Ditolak di Negeri Para Guru
(Oleh Irfan HT)
"Aku seakan najis di mata mereka. Aku guru namun jugalah abu. Sekali tiup, hilang. Sudah lama aku dilarang menjadi guru."
Jam 12.00 aku persis di bawah terik matahari. Panas memoles kulitku yang coklat menjadi lebih mengkilap. “Sialan!” ucapku dalam hati.

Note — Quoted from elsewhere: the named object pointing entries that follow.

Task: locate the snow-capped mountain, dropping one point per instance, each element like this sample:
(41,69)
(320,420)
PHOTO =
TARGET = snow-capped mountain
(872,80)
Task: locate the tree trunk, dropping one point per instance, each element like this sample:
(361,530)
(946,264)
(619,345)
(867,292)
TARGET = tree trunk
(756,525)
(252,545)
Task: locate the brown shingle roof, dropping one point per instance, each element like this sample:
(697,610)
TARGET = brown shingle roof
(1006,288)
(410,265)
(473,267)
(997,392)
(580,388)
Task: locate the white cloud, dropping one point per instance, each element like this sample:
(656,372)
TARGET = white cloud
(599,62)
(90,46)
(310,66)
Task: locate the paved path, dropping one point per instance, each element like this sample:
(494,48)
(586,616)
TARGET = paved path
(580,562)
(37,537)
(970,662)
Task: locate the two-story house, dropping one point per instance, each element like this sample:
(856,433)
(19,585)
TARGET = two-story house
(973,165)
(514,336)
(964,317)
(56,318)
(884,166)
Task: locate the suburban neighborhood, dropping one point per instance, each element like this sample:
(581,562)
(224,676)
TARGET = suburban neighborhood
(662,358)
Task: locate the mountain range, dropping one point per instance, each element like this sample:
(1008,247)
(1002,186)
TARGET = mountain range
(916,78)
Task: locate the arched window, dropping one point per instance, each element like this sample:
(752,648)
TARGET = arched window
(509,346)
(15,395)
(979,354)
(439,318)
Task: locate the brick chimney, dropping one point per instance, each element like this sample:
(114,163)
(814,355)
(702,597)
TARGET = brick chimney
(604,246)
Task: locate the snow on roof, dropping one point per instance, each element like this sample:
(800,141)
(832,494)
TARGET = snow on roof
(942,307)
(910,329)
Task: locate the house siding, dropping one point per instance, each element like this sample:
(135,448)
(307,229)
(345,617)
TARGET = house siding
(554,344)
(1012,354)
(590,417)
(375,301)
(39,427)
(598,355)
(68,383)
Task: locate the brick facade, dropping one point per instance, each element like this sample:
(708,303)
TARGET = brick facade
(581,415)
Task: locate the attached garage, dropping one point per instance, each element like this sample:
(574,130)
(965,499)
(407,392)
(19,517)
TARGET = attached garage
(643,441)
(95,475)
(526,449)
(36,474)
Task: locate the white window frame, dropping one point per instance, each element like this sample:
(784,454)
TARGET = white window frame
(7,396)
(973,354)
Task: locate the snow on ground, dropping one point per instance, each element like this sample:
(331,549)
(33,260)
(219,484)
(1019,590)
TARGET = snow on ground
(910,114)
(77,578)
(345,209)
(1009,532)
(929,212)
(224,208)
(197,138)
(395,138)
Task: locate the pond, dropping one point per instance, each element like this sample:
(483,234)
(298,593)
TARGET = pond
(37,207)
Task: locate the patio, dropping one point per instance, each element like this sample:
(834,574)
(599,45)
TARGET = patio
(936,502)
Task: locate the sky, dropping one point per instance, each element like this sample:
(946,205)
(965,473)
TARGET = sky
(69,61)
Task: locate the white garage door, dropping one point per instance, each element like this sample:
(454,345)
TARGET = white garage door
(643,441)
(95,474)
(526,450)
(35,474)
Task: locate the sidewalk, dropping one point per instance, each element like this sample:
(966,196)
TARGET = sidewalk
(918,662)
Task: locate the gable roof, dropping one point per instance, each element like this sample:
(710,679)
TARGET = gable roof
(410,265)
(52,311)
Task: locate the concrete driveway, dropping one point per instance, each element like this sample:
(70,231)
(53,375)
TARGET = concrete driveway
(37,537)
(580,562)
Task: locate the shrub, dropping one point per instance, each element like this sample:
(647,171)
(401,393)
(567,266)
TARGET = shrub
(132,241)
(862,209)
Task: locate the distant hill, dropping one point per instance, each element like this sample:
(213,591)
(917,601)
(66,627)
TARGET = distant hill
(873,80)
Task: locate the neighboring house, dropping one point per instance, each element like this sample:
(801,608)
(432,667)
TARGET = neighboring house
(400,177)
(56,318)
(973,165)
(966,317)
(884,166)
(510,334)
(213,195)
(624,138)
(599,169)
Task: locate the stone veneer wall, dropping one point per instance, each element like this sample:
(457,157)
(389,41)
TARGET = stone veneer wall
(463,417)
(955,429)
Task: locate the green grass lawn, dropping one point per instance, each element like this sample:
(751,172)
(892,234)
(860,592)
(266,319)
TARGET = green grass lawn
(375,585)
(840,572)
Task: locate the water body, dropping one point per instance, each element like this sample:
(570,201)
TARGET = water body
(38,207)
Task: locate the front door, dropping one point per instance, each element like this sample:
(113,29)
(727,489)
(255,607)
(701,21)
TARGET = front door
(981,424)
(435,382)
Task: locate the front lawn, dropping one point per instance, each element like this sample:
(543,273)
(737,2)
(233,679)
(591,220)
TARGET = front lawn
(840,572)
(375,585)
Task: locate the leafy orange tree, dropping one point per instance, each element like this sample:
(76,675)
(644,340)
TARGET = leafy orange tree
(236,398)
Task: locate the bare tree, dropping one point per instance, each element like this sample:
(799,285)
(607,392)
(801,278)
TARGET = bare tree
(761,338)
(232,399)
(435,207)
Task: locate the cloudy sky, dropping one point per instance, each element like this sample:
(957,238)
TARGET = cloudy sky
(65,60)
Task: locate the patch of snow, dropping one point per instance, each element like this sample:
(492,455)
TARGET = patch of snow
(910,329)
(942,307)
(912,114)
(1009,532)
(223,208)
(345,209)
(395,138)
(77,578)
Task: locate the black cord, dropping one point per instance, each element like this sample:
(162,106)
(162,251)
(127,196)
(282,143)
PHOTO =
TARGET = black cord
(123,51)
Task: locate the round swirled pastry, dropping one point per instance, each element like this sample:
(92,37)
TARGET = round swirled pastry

Kulangkahkan kaki tergesa-gesa. Jilatan matahari memaksa cepat. Biasanya aku berjalan santai saja. Sudah dua kali motorku mogok. Sepasang kaki pun akhirnya menjadi andalan. Sesekali mataku menatap jam tangan di sebelah kiri. Cepat sekali rasanya jarum jam bergerak. "Tamu sekolah pasti sudah menunggu," ujarku dalam hati.
Badanku berkeringat membasahi kemeja putih yang kupakai. “Lengkap sudah derita hari ini,” tambahku, “kalau gak karena istri, gak sudi aku panas-panasan. Dasar pimpinan edan!”
Angin berhembus tiba-tiba. Berkas dalam map yang kubawa pun tersapu. Lembaran bermaterai tersibak dan sebagian koyak. Rasa kesalku semakin menjadi. “Dasar pimpinan edan! Entah kapan dia dimutasi dari sekolah itu.” Tanganku mengumpulkan satu persatu berkas dan memasukkan kembali ke dalam map kukepit di ketiak kiri.
“Kan sudah kubilang apa? Untuk apa kau menjadi guru? Gaji kecil! Makian istriku tadi pagi masih terngiang.
Langkah makin kupercepat. Emosi yang kupendam kulampiaskan di kedua betis yang mulai membengkak. Tanjakan menuju sekolah hampir separuh jalan lagi kulalui.
“Sudahlah, Sat, fokus saja beternak sapimu. Ngapain urusi sekolah yang gak ada uangnya? Teringat ucapan kawan-kawanku di warung kopi setiap sore.